How should functions behave when they receive bad inputs?

mfrasco · June 26, 2025, 7:15pm

When building packages that are used by other people, is there a best practice in the R community for validating the inputs provided to a function?

For example, let's say I have a function that will only provide a meaningful result if the input is an integer vector. If the input contains non-integer numeric values, the results will not be accurate or useful.

Let's assume that the documentation clearly specifies that the input to the function should be an integer vector. I can think of three options for how to proceed.

My function should do nothing and assume that the inputs are provided correctly.
My function should validate the inputs by checking the type. If the expectations are not met, the function can raise an error.
My function should validate the inputs by checking the type. If the expectations are not met, the function can attempt to change the input (e.g. convert from numeric to integer).

I do not like option 3, since that type of input transformation should be done by the user. However, I can see arguments for both option 1 and option 2. Is there a preference in the R community?

Thanks for your help

startz · June 26, 2025, 8:44pm

please. Because I make dumb errors all the time and appreciate extra protection. The only exception I can see is if the function will absorb a great deal of compute time and doing the error checking takes a substantial amount of time compared to the underlying purpose of the function.
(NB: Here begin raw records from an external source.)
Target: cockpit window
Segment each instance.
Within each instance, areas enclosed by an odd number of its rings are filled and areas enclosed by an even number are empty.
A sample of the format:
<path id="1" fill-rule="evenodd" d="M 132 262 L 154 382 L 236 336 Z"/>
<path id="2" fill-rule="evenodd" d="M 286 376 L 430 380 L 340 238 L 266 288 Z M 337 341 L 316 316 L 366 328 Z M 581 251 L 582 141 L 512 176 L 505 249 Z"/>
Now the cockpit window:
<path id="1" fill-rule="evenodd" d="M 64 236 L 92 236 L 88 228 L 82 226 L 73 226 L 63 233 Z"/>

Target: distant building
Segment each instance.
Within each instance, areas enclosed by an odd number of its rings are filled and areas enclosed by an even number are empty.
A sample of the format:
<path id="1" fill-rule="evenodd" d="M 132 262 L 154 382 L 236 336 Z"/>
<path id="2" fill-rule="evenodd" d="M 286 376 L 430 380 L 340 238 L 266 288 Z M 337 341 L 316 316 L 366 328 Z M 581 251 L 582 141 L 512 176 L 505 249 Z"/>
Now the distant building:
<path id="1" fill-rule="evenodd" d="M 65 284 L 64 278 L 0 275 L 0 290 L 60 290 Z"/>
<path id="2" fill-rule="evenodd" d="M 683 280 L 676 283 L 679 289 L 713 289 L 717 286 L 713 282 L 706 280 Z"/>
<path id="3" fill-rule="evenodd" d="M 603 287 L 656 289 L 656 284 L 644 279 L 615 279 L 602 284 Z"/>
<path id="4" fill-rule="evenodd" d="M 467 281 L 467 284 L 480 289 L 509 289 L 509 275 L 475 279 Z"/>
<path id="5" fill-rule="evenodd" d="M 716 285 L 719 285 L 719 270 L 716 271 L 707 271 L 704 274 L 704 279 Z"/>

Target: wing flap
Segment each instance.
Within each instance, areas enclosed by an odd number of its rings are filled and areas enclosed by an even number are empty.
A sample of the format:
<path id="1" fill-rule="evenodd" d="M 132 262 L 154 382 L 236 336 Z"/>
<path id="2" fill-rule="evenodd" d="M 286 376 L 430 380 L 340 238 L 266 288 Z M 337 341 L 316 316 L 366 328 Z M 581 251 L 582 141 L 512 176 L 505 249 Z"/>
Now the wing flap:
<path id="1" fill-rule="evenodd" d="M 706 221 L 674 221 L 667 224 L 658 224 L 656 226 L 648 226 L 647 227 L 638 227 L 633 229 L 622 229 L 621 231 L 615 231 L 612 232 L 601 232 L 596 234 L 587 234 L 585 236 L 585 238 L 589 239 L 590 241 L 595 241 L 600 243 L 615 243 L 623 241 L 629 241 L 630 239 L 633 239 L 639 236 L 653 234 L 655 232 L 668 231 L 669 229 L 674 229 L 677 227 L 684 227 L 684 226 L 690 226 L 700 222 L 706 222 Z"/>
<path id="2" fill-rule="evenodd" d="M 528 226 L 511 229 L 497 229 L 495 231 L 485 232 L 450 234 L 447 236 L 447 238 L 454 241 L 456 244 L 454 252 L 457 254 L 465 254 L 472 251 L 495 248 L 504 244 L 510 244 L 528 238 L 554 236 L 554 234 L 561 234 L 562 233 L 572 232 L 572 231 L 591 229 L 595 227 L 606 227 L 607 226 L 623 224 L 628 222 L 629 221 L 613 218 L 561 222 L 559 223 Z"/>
wasd · June 27, 2025, 12:10pm

The answer is always "it depends", but for most cases I appreciate option 2. Failing early is better than potentially failing silently (which can happen in options 1 or 3), and by controlling the point of failure you can make more informative suggestions to the user.

Try not to go too far in this either, though. It can suck away a lot of effort and it doesn't really ever end. The more you protect the user against their own mistakes, the more inventive your user will be at creating their mistakes. (Including the case where the user is just future you, after you've forgotten how the internals of your old code workers.)

Please be extremely reserved in doing option 3 though. Swapping for example between integers and doubles can be a perfectly safe convenience feature (in what I imagine to be most contexts), but even then I wouldn't go so far as converting a non-integer valued double (e.g. the value 1.001) to an integer for example.